That year, at No. 2 overall (despite having MLB’s worst record in 2003), they took some guy you may have heard of: Justin Verlander.
Every player in the major leagues has their own story, their own journey — the path they took that makes their moment special. By the time a player reaches the big leagues, he has put in a tremendous amount of work.
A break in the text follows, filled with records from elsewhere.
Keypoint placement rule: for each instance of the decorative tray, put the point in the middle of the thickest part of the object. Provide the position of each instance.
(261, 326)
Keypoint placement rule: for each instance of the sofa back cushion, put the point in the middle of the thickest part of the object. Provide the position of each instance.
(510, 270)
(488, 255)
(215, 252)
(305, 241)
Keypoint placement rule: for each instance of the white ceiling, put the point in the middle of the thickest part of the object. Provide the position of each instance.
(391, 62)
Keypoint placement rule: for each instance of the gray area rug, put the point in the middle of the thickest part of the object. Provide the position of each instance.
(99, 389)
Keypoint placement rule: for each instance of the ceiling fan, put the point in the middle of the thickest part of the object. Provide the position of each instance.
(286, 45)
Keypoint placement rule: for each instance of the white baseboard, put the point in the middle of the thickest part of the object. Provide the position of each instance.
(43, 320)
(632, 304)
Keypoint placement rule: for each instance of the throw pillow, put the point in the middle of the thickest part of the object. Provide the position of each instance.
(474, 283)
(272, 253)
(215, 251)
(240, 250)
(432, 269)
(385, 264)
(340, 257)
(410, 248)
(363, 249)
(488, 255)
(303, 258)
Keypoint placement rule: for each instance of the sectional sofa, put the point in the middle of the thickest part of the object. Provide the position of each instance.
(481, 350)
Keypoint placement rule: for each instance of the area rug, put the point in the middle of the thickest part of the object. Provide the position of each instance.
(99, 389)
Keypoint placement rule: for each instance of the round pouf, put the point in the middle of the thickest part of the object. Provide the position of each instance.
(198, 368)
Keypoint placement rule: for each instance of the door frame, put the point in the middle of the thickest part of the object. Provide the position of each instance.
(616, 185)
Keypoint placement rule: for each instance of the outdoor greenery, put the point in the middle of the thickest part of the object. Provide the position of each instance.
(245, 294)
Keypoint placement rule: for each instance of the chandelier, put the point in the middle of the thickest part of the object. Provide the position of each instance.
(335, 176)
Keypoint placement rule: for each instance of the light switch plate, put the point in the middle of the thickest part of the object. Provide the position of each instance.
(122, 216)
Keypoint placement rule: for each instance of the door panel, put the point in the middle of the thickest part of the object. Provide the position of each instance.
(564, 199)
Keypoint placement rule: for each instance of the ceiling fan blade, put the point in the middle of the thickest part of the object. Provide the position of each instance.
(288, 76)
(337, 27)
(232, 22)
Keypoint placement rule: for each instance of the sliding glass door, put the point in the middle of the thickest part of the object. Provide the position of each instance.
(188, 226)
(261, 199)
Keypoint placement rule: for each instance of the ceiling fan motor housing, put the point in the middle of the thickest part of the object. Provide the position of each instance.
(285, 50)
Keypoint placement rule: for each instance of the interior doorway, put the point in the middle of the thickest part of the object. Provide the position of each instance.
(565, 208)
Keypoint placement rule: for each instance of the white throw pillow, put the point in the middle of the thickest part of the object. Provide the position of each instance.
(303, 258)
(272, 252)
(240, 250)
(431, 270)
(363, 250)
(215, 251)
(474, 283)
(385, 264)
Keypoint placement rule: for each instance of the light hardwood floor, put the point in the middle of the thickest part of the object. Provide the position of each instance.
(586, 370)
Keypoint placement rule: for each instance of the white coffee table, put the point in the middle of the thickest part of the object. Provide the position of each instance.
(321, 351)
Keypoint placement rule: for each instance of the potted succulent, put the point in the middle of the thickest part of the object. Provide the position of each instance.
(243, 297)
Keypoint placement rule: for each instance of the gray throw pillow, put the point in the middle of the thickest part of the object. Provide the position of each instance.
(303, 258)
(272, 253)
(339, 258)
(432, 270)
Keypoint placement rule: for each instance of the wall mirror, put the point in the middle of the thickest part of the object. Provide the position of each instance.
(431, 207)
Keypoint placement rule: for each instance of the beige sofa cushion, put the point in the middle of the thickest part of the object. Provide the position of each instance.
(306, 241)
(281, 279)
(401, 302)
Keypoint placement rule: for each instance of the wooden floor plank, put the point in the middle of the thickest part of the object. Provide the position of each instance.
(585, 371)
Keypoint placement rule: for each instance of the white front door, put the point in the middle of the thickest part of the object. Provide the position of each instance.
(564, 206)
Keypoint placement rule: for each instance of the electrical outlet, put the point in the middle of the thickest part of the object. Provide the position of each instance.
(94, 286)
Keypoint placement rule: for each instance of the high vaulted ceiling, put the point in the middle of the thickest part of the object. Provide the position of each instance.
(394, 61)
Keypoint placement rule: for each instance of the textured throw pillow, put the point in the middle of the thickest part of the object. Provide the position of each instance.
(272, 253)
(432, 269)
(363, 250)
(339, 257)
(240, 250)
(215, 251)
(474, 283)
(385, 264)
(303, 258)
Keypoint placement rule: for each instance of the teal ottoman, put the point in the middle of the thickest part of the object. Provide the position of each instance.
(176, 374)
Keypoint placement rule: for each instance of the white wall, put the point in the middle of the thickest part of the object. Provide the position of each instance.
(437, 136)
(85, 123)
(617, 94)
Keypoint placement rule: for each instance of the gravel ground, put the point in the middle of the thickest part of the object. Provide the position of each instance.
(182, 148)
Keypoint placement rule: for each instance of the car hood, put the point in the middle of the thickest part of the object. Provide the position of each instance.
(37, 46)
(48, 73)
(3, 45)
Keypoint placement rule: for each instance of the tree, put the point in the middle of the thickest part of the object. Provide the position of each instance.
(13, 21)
But Mize acknowledged there is something to be said about the rarified air the Tigers’ next top pick will experience.
“Obviously everybody in this clubhouse, I have tremendous respect for, it doesn’t really matter to me where you were drafted,” Mize said. “But to have a great season before the draft is a tough thing to do, so I definitely have respect for guys who were able to harness that pressure and turn it into quality seasons to be taken that high.”
Hinch has gone through the draft process too, though he laughs at how different it is now compared to the 1990s, when he was drafted three times.
The first time, he was in high school, and there was virtually no coverage.
“We were waiting for a landline phone to ring,” he said.
After he fell to the second round, he opted to go to Stanford.
Three years later, he was in Omaha, Nebraska, for Baseball America, where the top prospects waited in a lobby on draft night. Again, he waited for the phone.
“I was on the back end of that, got to see guys getting hugs and getting drafted,” he said, laughing about the day he was drafted in the third round by the Chicago White Sox.
He returned to Stanford for his senior season and was taken in the third round by the Oakland Athletics in 1996.
There’s no way to know what will come from a draft night; Greene can attest to that. He doesn’t have any active plans to reach out to whomever the Tigers draft Sunday night; he said his main focus is on the big-league club. But it wouldn’t be the first time he formed a bond with a teammate on the night they received a life-changing call.
“With Tork, it was a little different,” Greene said of the phone call he made in summer 2020. “I’m really good friends of family with the scout who drafted (him) because he lives in Oviedo, my dad does lessons for his daughters for softball. He was like, ‘Hey, here’s Spencer’s number, I think you’ll be good together.’ … And then we became good buddies after that.
“I probably won’t watch tonight, might not meet him until next year … but I’m sure the Tigers will make the right decision.”